Raw meat for dogs and cats is a potential source of pathogenic bacteria

A study published by the Royal Society for Open Science highlights the negative aspects of raw meat for dogs and cats. This study also shows that providing raw meat for your pets, a trend that is spreading more and more to the same research, can be dangerous because these raw or untreated dishes can contain significant amounts of bacteria. Among other things, the risk, albeit minor, also applies to the owners.

As AFP’s statement shows, various samples of raw meat commercially available to dogs and cats have been tested for this study. We are talking about so-called “biologically acceptable raw food” or BARF (biologically acceptable raw food), a raw food for pets, the sales of which have increased significantly in recent years, including through the distribution of paleodiet to humans.
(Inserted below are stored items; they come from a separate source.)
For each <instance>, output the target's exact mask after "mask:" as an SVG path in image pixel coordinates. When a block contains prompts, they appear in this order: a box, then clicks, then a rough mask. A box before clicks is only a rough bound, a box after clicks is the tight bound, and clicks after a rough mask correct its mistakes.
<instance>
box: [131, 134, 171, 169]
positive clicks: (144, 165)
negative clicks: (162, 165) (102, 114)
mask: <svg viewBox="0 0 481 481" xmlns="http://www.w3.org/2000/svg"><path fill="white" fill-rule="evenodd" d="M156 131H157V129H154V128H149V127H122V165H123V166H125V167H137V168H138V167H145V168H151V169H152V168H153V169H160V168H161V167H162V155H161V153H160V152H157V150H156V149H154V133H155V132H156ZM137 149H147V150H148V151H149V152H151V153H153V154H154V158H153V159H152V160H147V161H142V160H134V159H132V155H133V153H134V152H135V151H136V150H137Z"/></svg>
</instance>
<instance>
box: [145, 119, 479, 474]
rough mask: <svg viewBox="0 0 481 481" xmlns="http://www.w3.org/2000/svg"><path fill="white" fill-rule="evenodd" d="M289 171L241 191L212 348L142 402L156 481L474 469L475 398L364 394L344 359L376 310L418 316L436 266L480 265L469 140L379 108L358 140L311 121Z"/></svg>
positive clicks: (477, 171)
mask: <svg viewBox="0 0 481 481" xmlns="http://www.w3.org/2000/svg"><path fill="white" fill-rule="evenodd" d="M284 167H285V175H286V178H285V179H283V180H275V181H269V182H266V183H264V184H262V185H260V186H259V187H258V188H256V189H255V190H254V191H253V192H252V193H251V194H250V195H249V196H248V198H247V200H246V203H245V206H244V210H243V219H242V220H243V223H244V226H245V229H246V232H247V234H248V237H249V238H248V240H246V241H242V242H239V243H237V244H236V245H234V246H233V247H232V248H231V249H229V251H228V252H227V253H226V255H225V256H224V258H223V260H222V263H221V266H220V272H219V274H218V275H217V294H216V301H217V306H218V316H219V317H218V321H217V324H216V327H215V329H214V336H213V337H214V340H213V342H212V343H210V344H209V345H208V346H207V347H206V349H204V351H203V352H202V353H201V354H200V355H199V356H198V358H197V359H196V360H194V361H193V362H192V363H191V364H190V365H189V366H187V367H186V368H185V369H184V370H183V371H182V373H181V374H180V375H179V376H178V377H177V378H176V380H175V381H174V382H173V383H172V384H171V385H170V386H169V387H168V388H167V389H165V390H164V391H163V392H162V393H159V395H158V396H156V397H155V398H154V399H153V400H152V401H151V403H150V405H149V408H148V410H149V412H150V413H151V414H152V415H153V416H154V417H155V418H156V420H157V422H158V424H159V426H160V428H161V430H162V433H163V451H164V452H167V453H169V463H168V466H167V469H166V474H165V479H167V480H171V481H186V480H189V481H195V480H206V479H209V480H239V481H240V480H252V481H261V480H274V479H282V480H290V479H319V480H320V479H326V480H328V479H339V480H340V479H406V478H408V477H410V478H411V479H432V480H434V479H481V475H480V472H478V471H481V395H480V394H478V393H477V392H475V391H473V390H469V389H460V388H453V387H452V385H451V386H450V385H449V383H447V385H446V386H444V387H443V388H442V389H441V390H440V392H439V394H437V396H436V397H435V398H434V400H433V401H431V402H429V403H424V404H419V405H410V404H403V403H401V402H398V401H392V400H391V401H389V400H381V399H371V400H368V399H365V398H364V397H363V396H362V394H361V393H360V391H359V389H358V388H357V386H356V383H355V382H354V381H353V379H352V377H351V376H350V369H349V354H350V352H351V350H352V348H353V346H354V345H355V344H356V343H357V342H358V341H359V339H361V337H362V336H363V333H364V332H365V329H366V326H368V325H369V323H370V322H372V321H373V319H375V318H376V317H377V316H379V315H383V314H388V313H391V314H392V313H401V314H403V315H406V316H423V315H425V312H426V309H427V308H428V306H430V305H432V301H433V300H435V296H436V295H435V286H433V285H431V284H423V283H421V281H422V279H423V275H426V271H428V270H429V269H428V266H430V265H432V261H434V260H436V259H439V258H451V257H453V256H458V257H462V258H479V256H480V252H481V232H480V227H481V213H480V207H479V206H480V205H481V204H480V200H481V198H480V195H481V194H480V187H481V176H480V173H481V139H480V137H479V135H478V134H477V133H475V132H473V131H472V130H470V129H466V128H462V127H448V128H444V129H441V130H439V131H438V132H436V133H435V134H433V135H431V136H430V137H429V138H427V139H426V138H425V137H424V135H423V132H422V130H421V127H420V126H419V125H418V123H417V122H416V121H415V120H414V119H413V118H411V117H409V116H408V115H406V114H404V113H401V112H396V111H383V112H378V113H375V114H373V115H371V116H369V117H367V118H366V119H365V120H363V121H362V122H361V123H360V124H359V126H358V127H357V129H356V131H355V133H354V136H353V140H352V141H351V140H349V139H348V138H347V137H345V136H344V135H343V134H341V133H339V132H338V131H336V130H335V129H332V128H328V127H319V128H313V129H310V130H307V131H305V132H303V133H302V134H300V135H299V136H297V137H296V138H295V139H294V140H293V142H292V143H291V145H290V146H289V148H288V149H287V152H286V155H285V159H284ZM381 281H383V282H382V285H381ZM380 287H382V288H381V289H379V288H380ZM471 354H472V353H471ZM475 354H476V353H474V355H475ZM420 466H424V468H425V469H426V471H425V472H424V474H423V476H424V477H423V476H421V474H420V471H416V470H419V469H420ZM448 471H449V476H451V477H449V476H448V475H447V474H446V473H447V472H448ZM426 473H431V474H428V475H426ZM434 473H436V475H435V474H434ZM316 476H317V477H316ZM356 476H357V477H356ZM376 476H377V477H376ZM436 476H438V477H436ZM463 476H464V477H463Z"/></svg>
Researchers found that three-quarters of the samples tested exceeded the recommended limits for bacteria that could cause gastrointestinal infections. In addition, half of the samples contained known drug-resistant bacteria.

According to Nuesch-Inderbinen, a researcher at the University of Zurich who conducted the study, some of the samples also included samples of Escherichia coli, a bacterium that can cause infection in both animals and humans. There are also bacteria that can be a source of salmonella or yersiniosis in dogs.

These pathogens can also be dangerous for humans, as the latter must still be manipulated in order to feed their dogs or cats. In addition, the risk to humans can also be caused by any contact with animal feces and generally with household surfaces contaminated with the same feces.


Sources & Recommended Reading:

https://royalsocietypublishing.org/doi/10.1098/rsos.191170

Daniel Reed

I am a former professor at Colorado State University in the Department of Biochemistry and Molecular Biology and the author of several research papers. Now mostly retired, I founded BiologyReporter.com as a hobby to report on some of the scientific discoveries and research going on that I find interesting. Outside of my scientific and working life I also enjoy hiking and bridge.